Since saving Brentford FC from bankruptcy in 2012, Matthew Benham has done an astounding job of changing the way the club is viewed. Over the years, he has invested in rebuilding the academy, reinventing training facilities, and constructing one of the best analytics departments in the country. On top of all of that, Brentford are moving to a new stadium from Griffin Park next season, and if they can beat the winner of Fulham / Cardiff City in the Championship Playoff Final on Tuesday, they’ll be playing Premier League football next season.
A large part of club’s success this season is down to the attacking trident of the Bees – Ollie Watkins, Bryan Mbeumo and Saïd Benrahma; the goal contributions of these three players account for 71% of total goals that the Bees have scored in Championship this season. The chemistry between these three has helped Brentford become the highest scoring team in the Championship this season with 80 goals scored. However, out of the trident, Benrahma has attracted the highest amount of suitors so far this summer.
Since joining OGC Nice in 2013, Benrahma bounced around from various loans to Angers, Gazélec Ajaccio and LB Châteauroux before joining Brentford in 2018 for a fee believed to be in the region of £2.7 million. He’s flourished in attack and has won interest from Chelsea, Arsenal and West Ham. Let’s break down why Benrahma is one of the highest rated prospects in England’s second tier.
Let’s start with his positioning. When Brentford regain possession, Benrahma often starts off on the left flank, very close to the byline. The attacking tactics of the team on the counter heavily rely on players running in as many vertical channels as possible, and the Algerian does a great job of exploiting space in transition from the left flank.
From there, he progresses the ball into the final third by either cutting inside himself and then playing a pass or by continuing to drift towards the penalty area down the flank. His brilliant dribbling ability and quick change of direction help him to lose his marker and create space for himself.
If the left flank’s been occupied, Benrahma changes the direction of his movement and starts running towards the centre. Here, the left back Rico Henry (#3) makes an overlapping run, and Benrahma accommodates his movement by drifting inside.

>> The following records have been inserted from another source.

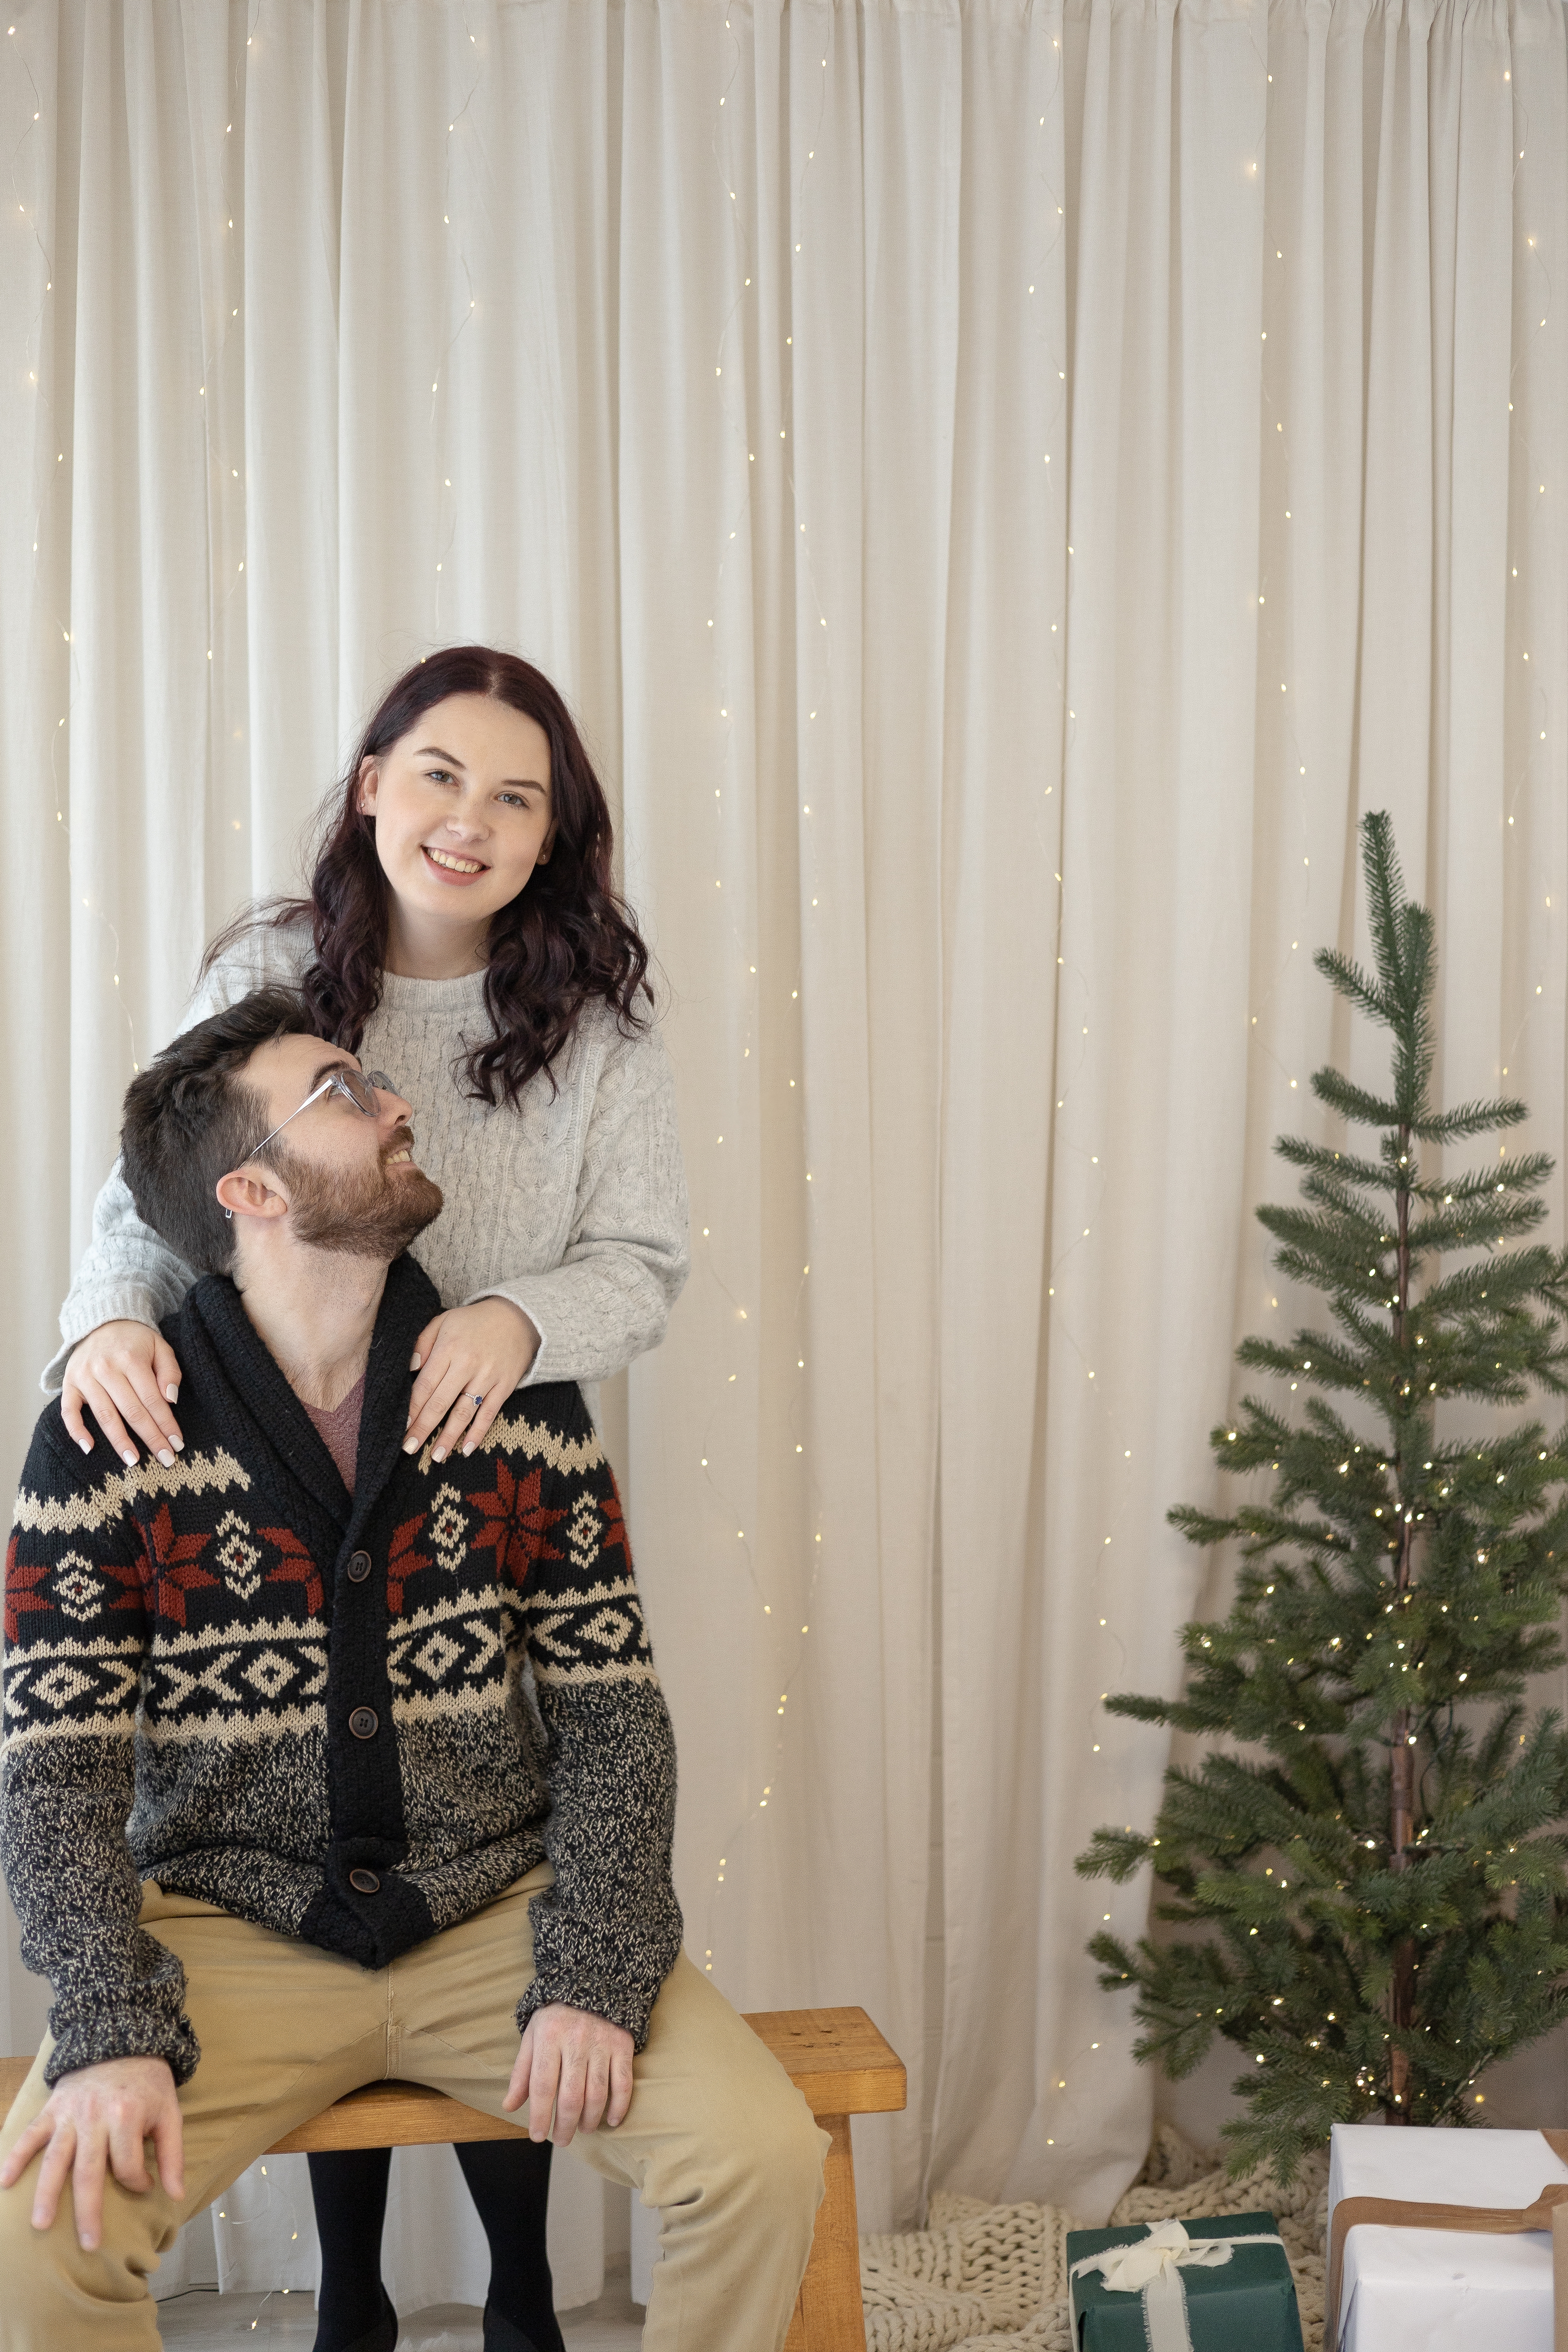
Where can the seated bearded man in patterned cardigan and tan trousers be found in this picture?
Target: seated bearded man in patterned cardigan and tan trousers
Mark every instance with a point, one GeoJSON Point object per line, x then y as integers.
{"type": "Point", "coordinates": [279, 1812]}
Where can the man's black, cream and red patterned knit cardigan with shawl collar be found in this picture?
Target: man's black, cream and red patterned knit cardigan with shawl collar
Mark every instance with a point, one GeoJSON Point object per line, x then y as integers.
{"type": "Point", "coordinates": [311, 1709]}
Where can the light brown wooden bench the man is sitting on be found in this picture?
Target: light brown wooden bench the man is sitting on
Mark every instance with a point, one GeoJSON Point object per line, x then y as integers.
{"type": "Point", "coordinates": [836, 2057]}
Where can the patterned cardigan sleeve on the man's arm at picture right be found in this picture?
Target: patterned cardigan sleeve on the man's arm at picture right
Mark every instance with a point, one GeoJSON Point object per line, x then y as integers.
{"type": "Point", "coordinates": [610, 1930]}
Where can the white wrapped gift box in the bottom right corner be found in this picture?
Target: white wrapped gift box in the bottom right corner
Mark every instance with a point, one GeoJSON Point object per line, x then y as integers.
{"type": "Point", "coordinates": [1421, 2290]}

The same thing applies when Brentford are in a steady phase of possession, and the movement of attacking group depends on the balanced occupation of zones, where every player makes his run depending on the run of his teammate.
Benrahma occupies the left flank as well as the centre, and occasionally he plays on the right flank too. Here, the winger starts off from the centre initially, while Watkins is on the left. The freedom of the players to take up any positions in the front three is essential to their attack, and these positional rotations make life even harder for opposition defences.
The 24-year-old is the highest volume shooter in the league with 3,86 shots per 90 minutes, and the majority of his shots comes from him cutting inside and shooting.
In the instance below, Henry makes an overlapping run, causing a dilemma for Stoke City defenders and creating more space for Benrahma to exploit. Benrahma shoots right after receiving the ball on the edge of the box.
As demonstrated with his shot map, Benrahma is lethal at shooting from outside. While the majority of his goals happen to be in the penalty area, there are still several main patterns from which Benrahma scores. The Algerian tends to either make overlapping runs past the opposition right back or cut inside and wait for a cut-back.
In terms of progressive passing, Benrahma is sixth in the league in these passes with 6,83 progressive passes per 90 minutes. Due to his in-match positioning and his team’s style of play, he tends to hit the channels between the full-back and centre-back with his through balls. Here, Benrahma picks Watkins with a pass between the opposition full-back and centre-back.
This is his main way of progressing the ball through passes, and he is quite reluctant when it comes to other occasions. Here, Brentford can open up the flank using a third-man principle with Henry getting in behind. Benrahma, however, decides to cut inside, and ends up losing possession.
He can cross with both feet, and the Algerian uses the same crossing technique almost every time. He puts in crosses that have a high arc and that stay a lot of time in the air, mainly targeting Watkins in the penalty area. Here, he receives in a half-space and then finds Watkins.
Benrahma is somewhat of a late bloomer — he turns 25 in two weeks, but that hasn’t stopped teams from lining up offers to prise him away from Brentford. It seems a given that, no matter what happens on Tuesday at Wembley — he’ll be playing Premier League football next season.